Sanofi no stranger to scandal
The Mourenx factory manufactures valproate, an anti-seizure drug for people with epilepsy. The medication, marketed in France as Depakine, has been prescribed in the country since the 1960s. In the 1970s, French doctors also began prescribing it to treat bipolar disorder.
The birth defect risks associated with valproate have been known since the 1980s. Valproate, when taken by pregnant women, can cause foetal defects including spina bifida, severe malformations and autism. However, French doctors continued to prescribe the drug to epileptic mothers past 2010, often without fully informing them of the potential side effects.

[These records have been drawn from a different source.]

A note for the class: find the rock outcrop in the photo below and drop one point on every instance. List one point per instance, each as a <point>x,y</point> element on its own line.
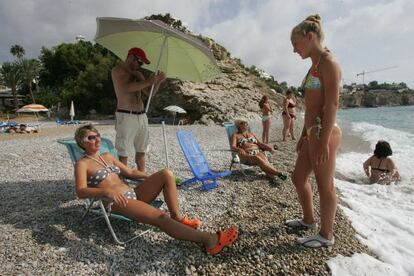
<point>234,94</point>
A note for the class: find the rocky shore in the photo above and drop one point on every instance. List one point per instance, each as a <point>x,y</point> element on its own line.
<point>39,218</point>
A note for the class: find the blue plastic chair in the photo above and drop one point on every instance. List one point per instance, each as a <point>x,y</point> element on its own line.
<point>96,205</point>
<point>198,163</point>
<point>70,122</point>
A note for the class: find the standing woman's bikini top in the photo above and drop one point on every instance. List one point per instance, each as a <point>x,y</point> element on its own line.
<point>245,140</point>
<point>313,77</point>
<point>312,80</point>
<point>102,174</point>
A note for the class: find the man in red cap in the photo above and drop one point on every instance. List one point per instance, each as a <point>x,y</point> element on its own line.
<point>131,121</point>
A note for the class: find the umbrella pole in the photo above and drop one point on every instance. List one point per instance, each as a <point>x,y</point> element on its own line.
<point>165,145</point>
<point>156,71</point>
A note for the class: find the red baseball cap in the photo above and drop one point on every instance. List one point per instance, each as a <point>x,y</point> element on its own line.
<point>139,53</point>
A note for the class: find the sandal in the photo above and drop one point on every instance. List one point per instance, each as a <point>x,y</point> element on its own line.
<point>193,223</point>
<point>283,176</point>
<point>225,238</point>
<point>316,241</point>
<point>299,223</point>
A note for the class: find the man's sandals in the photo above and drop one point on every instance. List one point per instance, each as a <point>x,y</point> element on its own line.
<point>193,223</point>
<point>225,238</point>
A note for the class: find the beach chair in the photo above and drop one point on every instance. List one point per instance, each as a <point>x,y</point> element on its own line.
<point>198,163</point>
<point>96,205</point>
<point>235,159</point>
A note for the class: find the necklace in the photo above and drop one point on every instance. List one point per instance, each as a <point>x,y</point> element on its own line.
<point>319,60</point>
<point>101,161</point>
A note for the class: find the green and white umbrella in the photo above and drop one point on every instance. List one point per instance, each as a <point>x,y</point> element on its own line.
<point>178,55</point>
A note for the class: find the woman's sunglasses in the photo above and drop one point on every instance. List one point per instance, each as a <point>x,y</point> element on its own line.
<point>91,138</point>
<point>138,61</point>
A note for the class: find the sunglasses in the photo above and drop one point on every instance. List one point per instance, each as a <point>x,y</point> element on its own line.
<point>139,61</point>
<point>91,138</point>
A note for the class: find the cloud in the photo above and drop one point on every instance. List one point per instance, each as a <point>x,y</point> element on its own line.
<point>363,35</point>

Scandal intesified for Sanofi in 2014, when a health agency study found that more than 14,000 pregnant women had been "exposed" to Depakine just since 2007.
Most recently in June, a state health regulator found that the drug is linked to birth defects in some 30,000 children.
Patients’ rights group Apesac, made up of women who took the drug while pregnant and whose children were born with physical deformities or mental development problems, has sued Sanofi.
The company said it has “always respected the obligation to inform patients of any undesirable side effects linked to valproate”.
Editor's note: This article was updated to include the findings of a 2014 health agency study. More than 14,000 pregnant women were "exposed" to Depakine between 2007 and 2014, according to the report.